Yesterday I took some time out of the hustle and bustle and decided to go to the beach. I like beaches that are secluded and don’t have a ton of people around. Just me and the water. I live not too far from Pickering Beach. You don’t get the big waves like you do down at Rehoboth or Dewey, but it is very peaceful. If you drive down Route 9 past Dover, you will see a sign on your left for it. Yesterday’s visit was a little different this time.
When I go to Pickering, I make it a point to have enough time to walk all the way down the strand. At the end, when you can’t go anymore, there is a tidal area. It is filled with birds and sand and life. It is also one of the most peaceful areas in Delaware if you just want to sit down and enjoy some quiet time. I first went there back in 2006. I would find myself returning there, usually when I needed some peace and calm in my life.
Like I said, my visit yesterday was different. During one or several of the storms this fall, a lot of the beach eroded. There is a huge area with seaweed all the way up to the dunes. Not just any seaweed, but quicksand seaweed. Where you walk in it and your feet go down until you feel water. Can’t really walk through hundreds of yards of that!
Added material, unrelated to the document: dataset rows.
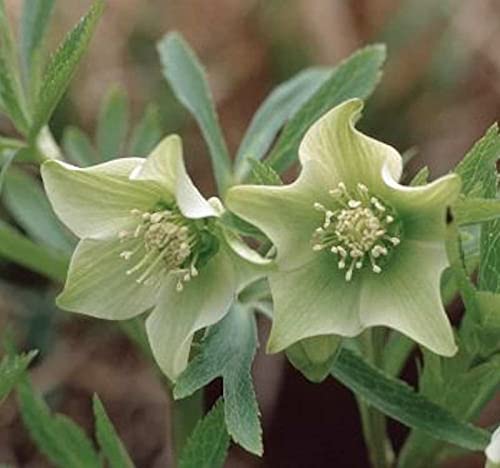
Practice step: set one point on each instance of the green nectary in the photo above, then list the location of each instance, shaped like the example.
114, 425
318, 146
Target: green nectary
355, 248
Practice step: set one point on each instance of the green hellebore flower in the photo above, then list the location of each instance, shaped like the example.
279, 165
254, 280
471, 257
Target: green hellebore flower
148, 239
355, 249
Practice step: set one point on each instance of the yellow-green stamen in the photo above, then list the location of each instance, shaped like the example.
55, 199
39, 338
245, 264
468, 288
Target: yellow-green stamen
169, 244
360, 229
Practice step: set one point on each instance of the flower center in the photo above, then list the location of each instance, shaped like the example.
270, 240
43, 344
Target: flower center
170, 243
360, 230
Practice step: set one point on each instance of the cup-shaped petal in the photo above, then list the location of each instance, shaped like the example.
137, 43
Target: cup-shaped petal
98, 285
406, 296
179, 315
313, 300
97, 201
165, 166
286, 214
349, 155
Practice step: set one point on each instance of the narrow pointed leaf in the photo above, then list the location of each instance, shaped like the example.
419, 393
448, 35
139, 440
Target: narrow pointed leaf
187, 79
27, 203
34, 24
356, 76
109, 442
12, 369
476, 210
19, 249
62, 66
228, 351
282, 104
58, 438
207, 447
399, 401
112, 126
147, 134
477, 168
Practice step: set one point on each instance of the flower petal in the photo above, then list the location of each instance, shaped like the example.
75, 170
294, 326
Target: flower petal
423, 208
406, 296
347, 153
286, 214
165, 165
97, 283
179, 315
311, 301
96, 201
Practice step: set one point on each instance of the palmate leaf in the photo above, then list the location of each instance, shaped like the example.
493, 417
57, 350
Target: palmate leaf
399, 401
478, 173
109, 442
228, 351
477, 168
62, 66
356, 76
58, 438
208, 444
186, 77
452, 384
12, 369
112, 125
282, 104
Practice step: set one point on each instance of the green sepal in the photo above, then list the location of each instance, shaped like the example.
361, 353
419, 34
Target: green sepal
315, 356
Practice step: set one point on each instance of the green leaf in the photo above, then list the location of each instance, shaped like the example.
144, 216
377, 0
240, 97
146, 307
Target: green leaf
12, 368
57, 437
282, 104
314, 356
78, 147
356, 76
10, 144
109, 442
399, 401
451, 384
19, 249
34, 23
477, 169
11, 95
28, 204
112, 126
207, 446
264, 174
187, 79
228, 351
396, 352
478, 172
421, 177
62, 66
476, 210
147, 134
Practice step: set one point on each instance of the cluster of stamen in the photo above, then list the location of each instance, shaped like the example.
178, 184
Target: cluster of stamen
360, 230
168, 244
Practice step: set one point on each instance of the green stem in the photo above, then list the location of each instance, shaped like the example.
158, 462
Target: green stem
373, 422
185, 414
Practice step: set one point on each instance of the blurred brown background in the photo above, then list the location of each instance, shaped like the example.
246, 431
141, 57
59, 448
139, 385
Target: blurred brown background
441, 90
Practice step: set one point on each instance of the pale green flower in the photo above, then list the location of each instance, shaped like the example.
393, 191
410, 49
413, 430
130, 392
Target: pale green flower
148, 239
493, 451
355, 249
I really wanted to get to the tidal pool yesterday. I braved my way around the seaweed as best I could until I couldn’t anymore. It reminded me of life in a funny way. We have a destination and sometimes we think the road there is going to be really easy. Until we realize it isn’t. Do we keep going? Even if it means putting yourself in a tough position? Do we sit and wait if it means you might be uncomfortable for a while? I have to believe that at some point I will be able to get to the tidal pool again. It may not be today or tomorrow, but the path will be clear again. It’s when you’re stuck in the weeds that life really happens. That’s where you make the tough decisions- go on, give up, or wait it out.
I never made it to the tidal pool. I gave it my very best shot until I couldn’t go on anymore. I could easily sit there and think I will never see that place again. Or I can take comfort in the fact that I will get there. Just not today. I can still see it perfectly in my mind. I have an odd memory like that. I know what the destination is. But it isn’t the same as being there. I need to be okay with that. I need to know that while there are obstacles in my way, they won’t always be there. Sometimes you just have to have faith. Giving up, while it may see like the easy thing to do, isn’t really an option. When you give up you will never reach what you are looking for. When you can’t go on, you have to wait if you want it.
I can’t be there yet. In the meantime, I’ll continue to go back and look to see if the path is clear. I’ll enjoy the journey there even I can’t get there yet. I’ll take more pictures and sing on the beach as my mp3 player cranks out tunes. I’ll pick up a shiny rock and wonder at how perfectly smooth it is. I’ll look at my footprints and wonder about other footprints that didn’t make it as far as I did. I’ll do funny stuff with the sand. I’ll stare out into the water and feel peace and calm. I’ll look at the bright blue sky with the sun shining on me and thank God I’m alive. I’ll write the words in the sand that mean more than a line in the sand. This is the Pickering Metaphor. A simple walk turned into the meaning of life.